Meryl Streep has said the women of Hollywood will stand together “in a thick black line” at the Golden Globes as actresses donned black gowns in solidarity with victims of sexual assault and harassment.
The actress, who is nominated for her role as Washington Post publisher Katherine Graham in The Post, arrived at the ceremony with Ai-jen Poo, the director of the National Domestic Workers Alliance and co-director of the Caring Across Generations Campaign.
Streep is one of a number of high-profile actresses who will be accompanied by an activist for gender and racial justice on the red carpet.
Dressed in a black off-the-shoulder gown, she told E!: “I think people are aware now of a power imbalance and that is something that leads to abuse.
“It’s led to abuse in our own industry and in the domestic workers’ field of work, it’s in the military, it’s in Congress, it’s everywhere and we feel emboldened to stand together in a thick black line.”
Ms Poo added: “I hope people see the momentum and the energy and the fact we are uniting across all industries, saying we all deserve work places where we are safe and our work is valued.”
Michelle Williams, who is nominated in the same category as Streep for All The Money In The World, arrived with Tarana Burke, the founder of the “Me Too” movement and senior director at Girls For Gender Equity, while Emma Watson was accompanied by Marai Larasi, the executive director of black feminist network organisation Imkaan (UK) and co-chair of the End Violence Against Women Coalition.
The other actresses expected to walk the red carpet with activists are Susan Sarandon, Laura Dern, Shailene Woodley, Amy Poehler and Emma Stone.
British stars will vie for contention at the 75th Golden Globes, where UK contenders include Gary Oldman, who is hotly-tipped to beat Phantom Thread’s Daniel Day-Lewis to actor in a drama film for his portrayal of Winston Churchill in Darkest Hour.
Sally Hawkins is up for actress in a drama movie for The Shape Of Water, which leads the way with seven nominations, but she faces tough competition from Meryl Streep and Frances McDormand.
Londoner Daniel Kaluuya received his debut nomination with a nod for actor in a comedy film with Get Out, the satire tackling racism.
Arriving at the ceremony, Kaluuya praised the protest as “very important”.
Wearing a Time’s Up badge on the red carpet, he told the Press Association: “I think of it as people coming together and standing up and showing support – it’s amazing.
“It’s amazing that people have all done it, I think it’s very important.”
Kaluuya added he was feeling positive about his nomination.
“It’s special, innit?,” he said.
“To be recognised for your work by your peers is a nice thing for a human being to feel.”
David Thewlis, who is nominated alongside fellow Brit Alfred Molina for best supporting actor in a limited series or TV film for his role in Fargo, said the black dress protest was an “excellent way to approach talking about this”.
“I think this is just the beginning,” he told the Press Association. “It’s not about awards ceremonies, it’s not even about Hollywood.

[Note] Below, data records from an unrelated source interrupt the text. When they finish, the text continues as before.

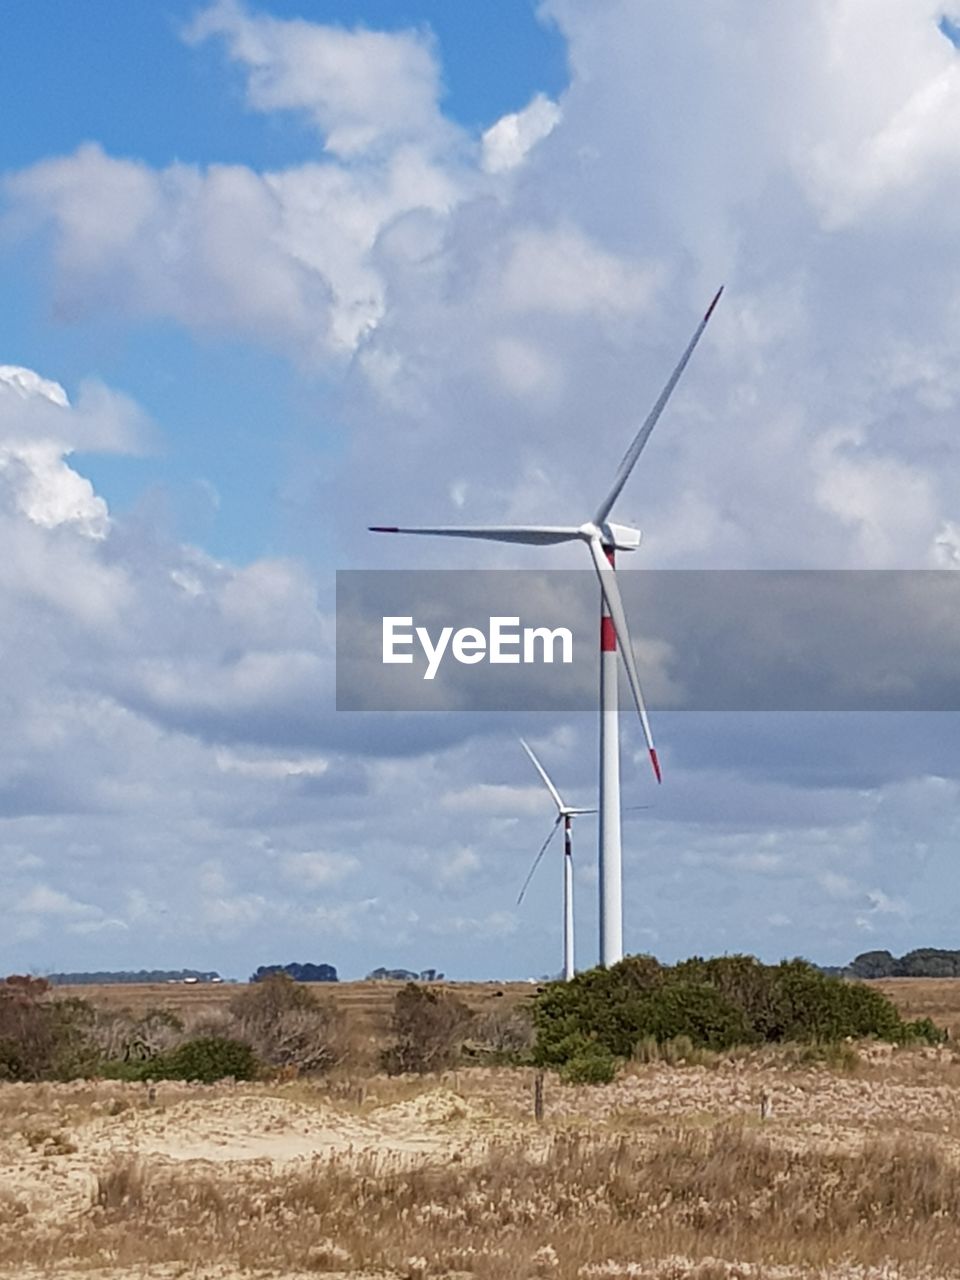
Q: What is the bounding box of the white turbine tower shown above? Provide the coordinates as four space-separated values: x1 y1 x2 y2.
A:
516 737 596 982
371 288 722 966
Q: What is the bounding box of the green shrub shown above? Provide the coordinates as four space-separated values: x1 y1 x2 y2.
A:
534 953 943 1074
156 1037 258 1083
636 983 754 1050
902 1017 948 1045
97 1058 155 1082
560 1046 618 1085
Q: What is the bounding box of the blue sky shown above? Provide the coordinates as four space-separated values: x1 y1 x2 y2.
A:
3 0 960 980
1 0 565 562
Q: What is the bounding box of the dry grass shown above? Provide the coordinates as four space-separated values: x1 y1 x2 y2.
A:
3 1053 960 1278
5 1121 960 1278
3 978 960 1279
66 978 536 1029
54 979 537 1077
871 977 960 1038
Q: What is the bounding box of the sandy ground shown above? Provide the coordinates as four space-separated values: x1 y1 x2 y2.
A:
4 1056 960 1279
0 1081 508 1228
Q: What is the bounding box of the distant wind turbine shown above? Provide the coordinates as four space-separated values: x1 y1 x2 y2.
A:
516 737 596 982
371 288 722 966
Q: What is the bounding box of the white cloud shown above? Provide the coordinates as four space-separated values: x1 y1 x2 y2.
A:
185 0 451 158
0 366 149 541
0 366 68 408
812 427 942 566
500 226 659 316
216 749 329 779
482 93 561 173
6 141 464 359
1 442 108 538
17 884 100 918
934 520 960 567
818 871 860 901
6 0 960 977
280 851 359 887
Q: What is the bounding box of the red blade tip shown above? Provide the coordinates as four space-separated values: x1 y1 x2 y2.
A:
704 285 724 323
369 526 399 533
649 747 662 784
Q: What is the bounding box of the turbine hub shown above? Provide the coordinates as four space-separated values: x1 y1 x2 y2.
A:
599 521 642 551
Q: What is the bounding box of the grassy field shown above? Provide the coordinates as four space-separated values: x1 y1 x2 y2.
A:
871 976 960 1037
4 978 960 1279
62 978 539 1043
64 974 960 1039
4 1044 960 1279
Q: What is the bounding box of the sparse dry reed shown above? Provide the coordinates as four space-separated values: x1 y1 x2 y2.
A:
3 1117 960 1277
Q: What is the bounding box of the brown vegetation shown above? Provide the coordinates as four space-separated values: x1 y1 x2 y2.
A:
0 977 958 1277
873 976 960 1038
4 1055 960 1278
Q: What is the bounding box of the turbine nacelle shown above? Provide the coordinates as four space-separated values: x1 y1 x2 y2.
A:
581 521 642 552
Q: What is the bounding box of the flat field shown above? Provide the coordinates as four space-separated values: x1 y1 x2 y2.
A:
64 974 960 1047
872 976 960 1038
62 979 537 1054
4 979 960 1280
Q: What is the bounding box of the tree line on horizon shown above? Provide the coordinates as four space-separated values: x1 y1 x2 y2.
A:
46 969 223 985
44 962 448 985
849 949 960 979
35 951 960 987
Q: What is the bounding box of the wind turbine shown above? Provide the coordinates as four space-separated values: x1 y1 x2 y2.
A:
516 737 596 982
371 288 722 966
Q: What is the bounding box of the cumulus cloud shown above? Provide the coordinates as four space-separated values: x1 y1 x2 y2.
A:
481 93 561 173
5 0 471 359
5 0 960 974
0 366 150 538
184 0 452 157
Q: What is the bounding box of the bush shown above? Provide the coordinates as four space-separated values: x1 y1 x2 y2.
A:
0 977 98 1081
97 1058 156 1082
229 972 346 1075
93 1007 185 1065
905 1016 948 1044
155 1037 258 1083
381 983 473 1074
560 1045 618 1085
533 953 944 1074
467 1007 536 1063
230 972 317 1022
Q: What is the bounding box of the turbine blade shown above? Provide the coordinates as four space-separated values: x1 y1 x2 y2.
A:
517 815 562 906
588 536 662 783
594 287 723 525
567 807 598 815
519 737 566 812
369 525 582 545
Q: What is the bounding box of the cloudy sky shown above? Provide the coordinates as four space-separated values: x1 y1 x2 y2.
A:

It’s about human nature.
“I’ve just found myself genuinely and utterly baffled by these developments as a man who is not so inclined, I feel very naive.”
Now, he said, he has discussed women’s experiences with friends and colleagues and was “astounded” how “unanimous” their experiences of harassment have been.
Thewlis said he has donated to the Time’s Up campaign, which he praised for its legal fund to bring perpetrators of harassment and abuse to justice.
He expected to be overwhelmed by the ceremony itself but said he was surprisingly enjoying himself and was in a “very good mood”.
Thewlis praised director Mike Leigh for giving him one of his first breaks with Naked. The director also gave Globes nominee Sally Hawkins one of her first major roles with Happy-Go-Lucky.
“I’ll be eternally grateful for what he did for me in terms of teaching me to be a good actor,” he said.